Cleavage of plectin during death receptor-mediated
apoptosis. (A) MCF7-Fas cells were treated with anti-CD95 (2 µg/ml)
for the indicated time periods. Plectin was enriched as described in
Materials and Methods. For caspase 8 detection, Triton X-100 cell
lysates were prepared (see Materials and Methods). Plectin and caspase
8 cleavage was followed by Western blotting using MAb C15 and the
anti-plectin-C antibody. For inhibition of caspase 8 activation, cells
were incubated for 30 min with 20 µM zVAD-fmk prior to addition of
anti-CD95 (2 µg/ml). Migration positions of plectin, caspase 8 (CASP-8), and the caspase 8 active subunit p18 are shown. Apoptosis was
quantified using CELLocate coverslips (see Materials and Methods). (B)

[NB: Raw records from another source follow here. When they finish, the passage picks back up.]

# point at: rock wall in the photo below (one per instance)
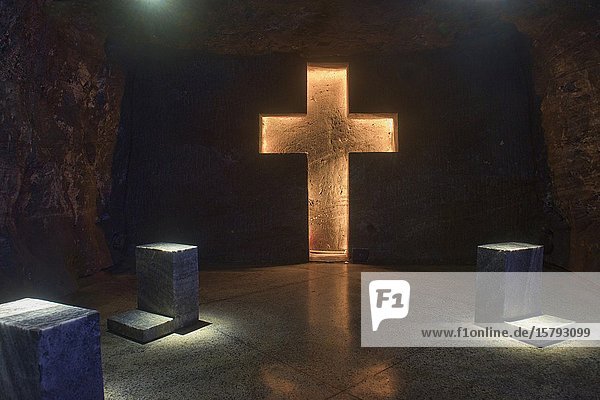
(566, 51)
(59, 103)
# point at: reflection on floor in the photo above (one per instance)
(294, 332)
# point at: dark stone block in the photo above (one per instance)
(509, 282)
(141, 326)
(168, 281)
(49, 351)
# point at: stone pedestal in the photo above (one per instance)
(167, 292)
(168, 281)
(517, 295)
(49, 351)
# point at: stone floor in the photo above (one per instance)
(294, 332)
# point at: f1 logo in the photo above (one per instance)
(389, 299)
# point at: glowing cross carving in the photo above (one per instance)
(327, 133)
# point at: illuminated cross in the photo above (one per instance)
(327, 133)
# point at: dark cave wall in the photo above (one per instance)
(187, 166)
(470, 167)
(566, 53)
(59, 112)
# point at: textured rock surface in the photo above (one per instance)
(49, 351)
(59, 108)
(566, 51)
(59, 111)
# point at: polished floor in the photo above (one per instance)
(293, 332)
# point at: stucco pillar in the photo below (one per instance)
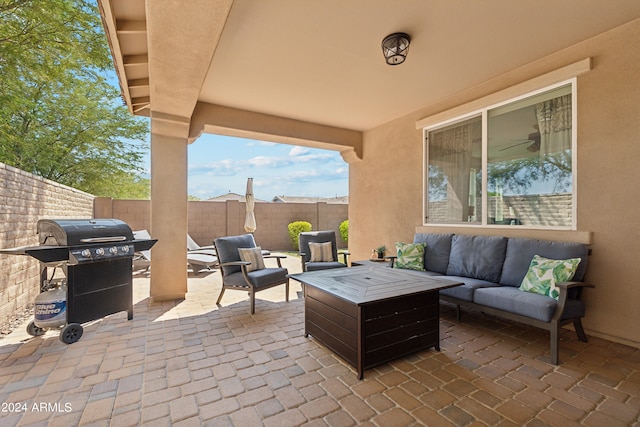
(168, 217)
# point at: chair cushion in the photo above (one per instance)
(317, 237)
(227, 249)
(520, 252)
(479, 257)
(544, 273)
(410, 256)
(436, 253)
(252, 255)
(321, 252)
(465, 292)
(313, 266)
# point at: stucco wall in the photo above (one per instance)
(391, 174)
(208, 219)
(24, 199)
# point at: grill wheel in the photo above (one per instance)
(71, 333)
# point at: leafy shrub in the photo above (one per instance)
(295, 228)
(344, 230)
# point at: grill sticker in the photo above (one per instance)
(50, 310)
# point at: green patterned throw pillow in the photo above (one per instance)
(410, 256)
(544, 273)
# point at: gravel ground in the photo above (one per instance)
(15, 322)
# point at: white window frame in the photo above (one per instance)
(483, 112)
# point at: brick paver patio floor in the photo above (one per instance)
(190, 363)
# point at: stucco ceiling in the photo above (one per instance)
(321, 61)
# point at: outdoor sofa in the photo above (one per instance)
(493, 268)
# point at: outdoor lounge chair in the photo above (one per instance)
(249, 275)
(312, 255)
(197, 261)
(194, 247)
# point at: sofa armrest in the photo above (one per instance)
(564, 294)
(569, 285)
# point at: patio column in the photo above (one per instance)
(168, 215)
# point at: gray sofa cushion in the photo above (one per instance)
(513, 300)
(479, 257)
(535, 306)
(520, 252)
(436, 254)
(465, 292)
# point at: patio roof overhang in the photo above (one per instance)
(311, 73)
(282, 68)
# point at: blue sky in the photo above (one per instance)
(221, 164)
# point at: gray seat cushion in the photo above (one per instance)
(465, 292)
(527, 304)
(436, 254)
(314, 266)
(258, 278)
(520, 252)
(479, 257)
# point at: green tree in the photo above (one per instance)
(60, 118)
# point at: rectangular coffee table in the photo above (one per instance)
(371, 314)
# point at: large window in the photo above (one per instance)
(510, 164)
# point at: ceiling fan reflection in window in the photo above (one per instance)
(533, 138)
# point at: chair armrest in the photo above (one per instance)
(277, 258)
(236, 263)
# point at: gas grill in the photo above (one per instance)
(95, 257)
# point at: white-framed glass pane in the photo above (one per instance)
(454, 173)
(529, 161)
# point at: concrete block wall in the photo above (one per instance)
(24, 199)
(211, 219)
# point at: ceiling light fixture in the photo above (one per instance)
(395, 48)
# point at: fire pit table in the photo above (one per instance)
(371, 314)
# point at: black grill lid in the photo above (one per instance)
(74, 232)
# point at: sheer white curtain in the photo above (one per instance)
(554, 124)
(451, 150)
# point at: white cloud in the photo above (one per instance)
(298, 151)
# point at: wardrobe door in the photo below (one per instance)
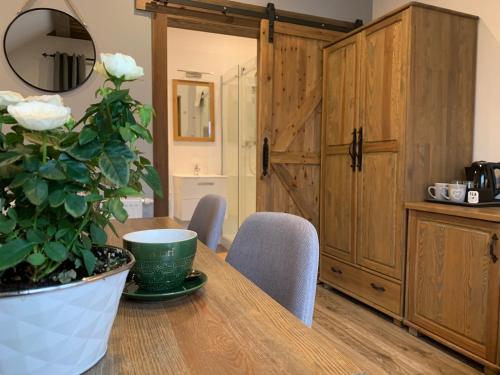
(340, 115)
(380, 210)
(384, 61)
(341, 75)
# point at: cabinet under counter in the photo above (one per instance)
(453, 278)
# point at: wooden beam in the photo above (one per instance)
(153, 6)
(295, 158)
(285, 138)
(306, 210)
(160, 121)
(265, 61)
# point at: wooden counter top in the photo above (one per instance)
(480, 213)
(229, 326)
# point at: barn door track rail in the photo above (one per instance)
(240, 10)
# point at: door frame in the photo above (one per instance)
(205, 15)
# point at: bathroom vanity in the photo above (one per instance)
(189, 189)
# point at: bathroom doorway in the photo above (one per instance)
(239, 144)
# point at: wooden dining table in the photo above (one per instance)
(230, 326)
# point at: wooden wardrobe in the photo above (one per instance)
(398, 111)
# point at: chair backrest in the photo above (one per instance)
(208, 218)
(279, 252)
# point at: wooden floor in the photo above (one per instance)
(377, 345)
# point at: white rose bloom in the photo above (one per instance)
(121, 66)
(9, 97)
(99, 68)
(51, 99)
(39, 115)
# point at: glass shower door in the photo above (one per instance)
(247, 140)
(239, 134)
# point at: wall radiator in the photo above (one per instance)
(135, 206)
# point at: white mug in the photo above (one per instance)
(456, 192)
(438, 191)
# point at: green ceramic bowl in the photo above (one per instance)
(163, 257)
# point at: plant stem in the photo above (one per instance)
(44, 147)
(80, 228)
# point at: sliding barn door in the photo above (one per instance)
(289, 118)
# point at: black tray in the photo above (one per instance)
(495, 203)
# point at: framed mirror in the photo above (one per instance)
(193, 111)
(49, 50)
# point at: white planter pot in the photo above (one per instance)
(61, 329)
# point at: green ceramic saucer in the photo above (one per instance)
(189, 286)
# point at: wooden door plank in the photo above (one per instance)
(311, 158)
(285, 138)
(160, 121)
(264, 112)
(286, 179)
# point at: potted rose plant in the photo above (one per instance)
(62, 182)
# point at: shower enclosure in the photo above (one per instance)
(239, 135)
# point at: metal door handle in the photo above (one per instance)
(378, 288)
(493, 242)
(336, 270)
(265, 157)
(360, 149)
(352, 150)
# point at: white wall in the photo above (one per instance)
(202, 52)
(487, 112)
(116, 27)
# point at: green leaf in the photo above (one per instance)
(89, 260)
(12, 214)
(115, 168)
(56, 251)
(31, 163)
(19, 180)
(14, 252)
(51, 171)
(36, 190)
(98, 235)
(37, 138)
(61, 233)
(86, 151)
(77, 171)
(56, 198)
(93, 197)
(9, 157)
(152, 178)
(7, 226)
(125, 133)
(117, 148)
(142, 132)
(75, 205)
(35, 236)
(127, 191)
(116, 208)
(14, 139)
(87, 135)
(36, 259)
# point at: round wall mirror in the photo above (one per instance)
(49, 50)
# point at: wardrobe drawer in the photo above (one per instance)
(375, 289)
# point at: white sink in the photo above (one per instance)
(189, 189)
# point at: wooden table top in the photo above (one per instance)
(230, 326)
(480, 213)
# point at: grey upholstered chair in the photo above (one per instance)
(208, 218)
(279, 252)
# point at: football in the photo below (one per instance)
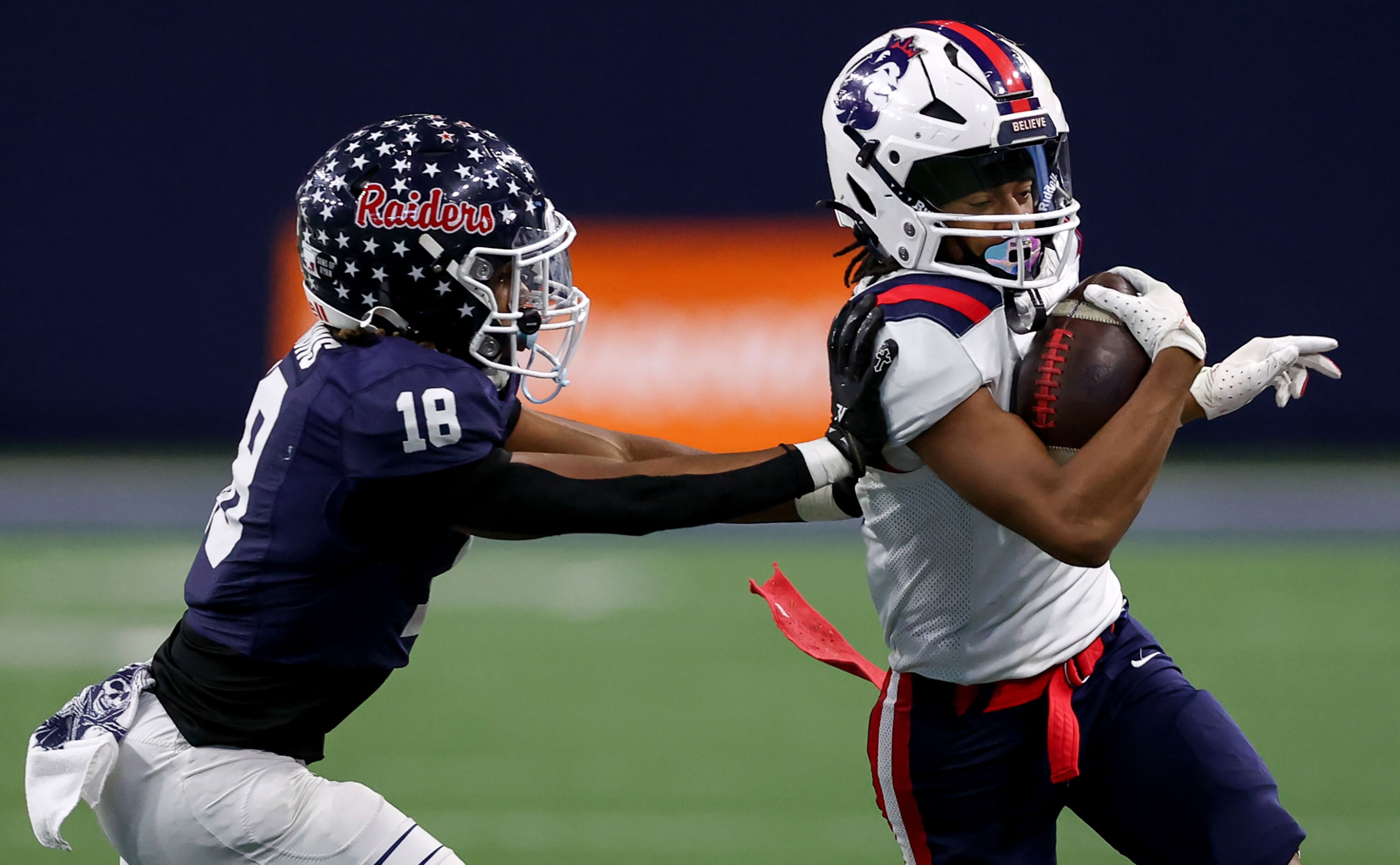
(1081, 368)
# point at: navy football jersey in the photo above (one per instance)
(276, 579)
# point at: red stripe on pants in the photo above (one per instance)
(873, 751)
(899, 771)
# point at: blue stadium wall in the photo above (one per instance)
(1241, 152)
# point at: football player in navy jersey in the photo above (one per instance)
(372, 453)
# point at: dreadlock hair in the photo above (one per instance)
(867, 262)
(870, 261)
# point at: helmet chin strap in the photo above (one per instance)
(1021, 303)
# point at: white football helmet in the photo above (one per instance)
(940, 110)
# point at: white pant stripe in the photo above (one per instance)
(885, 765)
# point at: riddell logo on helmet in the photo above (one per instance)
(377, 209)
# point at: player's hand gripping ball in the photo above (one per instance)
(858, 367)
(1151, 311)
(1081, 368)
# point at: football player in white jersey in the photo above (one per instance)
(1020, 682)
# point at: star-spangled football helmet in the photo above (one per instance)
(932, 112)
(411, 220)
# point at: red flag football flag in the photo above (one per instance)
(810, 632)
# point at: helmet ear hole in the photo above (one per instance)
(943, 111)
(482, 271)
(862, 196)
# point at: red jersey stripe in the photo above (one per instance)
(937, 294)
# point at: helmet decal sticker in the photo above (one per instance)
(873, 82)
(376, 208)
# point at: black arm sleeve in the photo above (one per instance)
(499, 496)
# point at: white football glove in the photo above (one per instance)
(1157, 316)
(1280, 363)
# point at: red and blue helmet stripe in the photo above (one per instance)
(999, 61)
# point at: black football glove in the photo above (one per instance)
(858, 368)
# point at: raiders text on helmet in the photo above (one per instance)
(416, 220)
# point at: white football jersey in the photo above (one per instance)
(962, 598)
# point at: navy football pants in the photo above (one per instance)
(1167, 776)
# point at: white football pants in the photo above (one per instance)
(171, 804)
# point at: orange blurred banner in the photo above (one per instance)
(707, 332)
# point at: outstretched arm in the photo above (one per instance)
(541, 433)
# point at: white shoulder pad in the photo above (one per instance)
(932, 375)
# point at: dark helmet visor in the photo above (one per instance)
(944, 180)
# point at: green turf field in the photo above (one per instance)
(629, 701)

As for panel A except that cells were treated with TNF- (20 ng/ml)
and CHX (1 µg/ml). (C and D) Caspase activities in cellular lysates
of cells treated with anti-CD95 (2 µg/ml) or TNF- (20 ng/ml) and
CHX (1 µg/ml) as in panel B were determined as described in Materials
and Methods. Note that in addition to early activation of caspase 8 during CD95-mediated apoptosis (C), a late activation of caspase 7 was
detectable, consistent with an earlier report (58).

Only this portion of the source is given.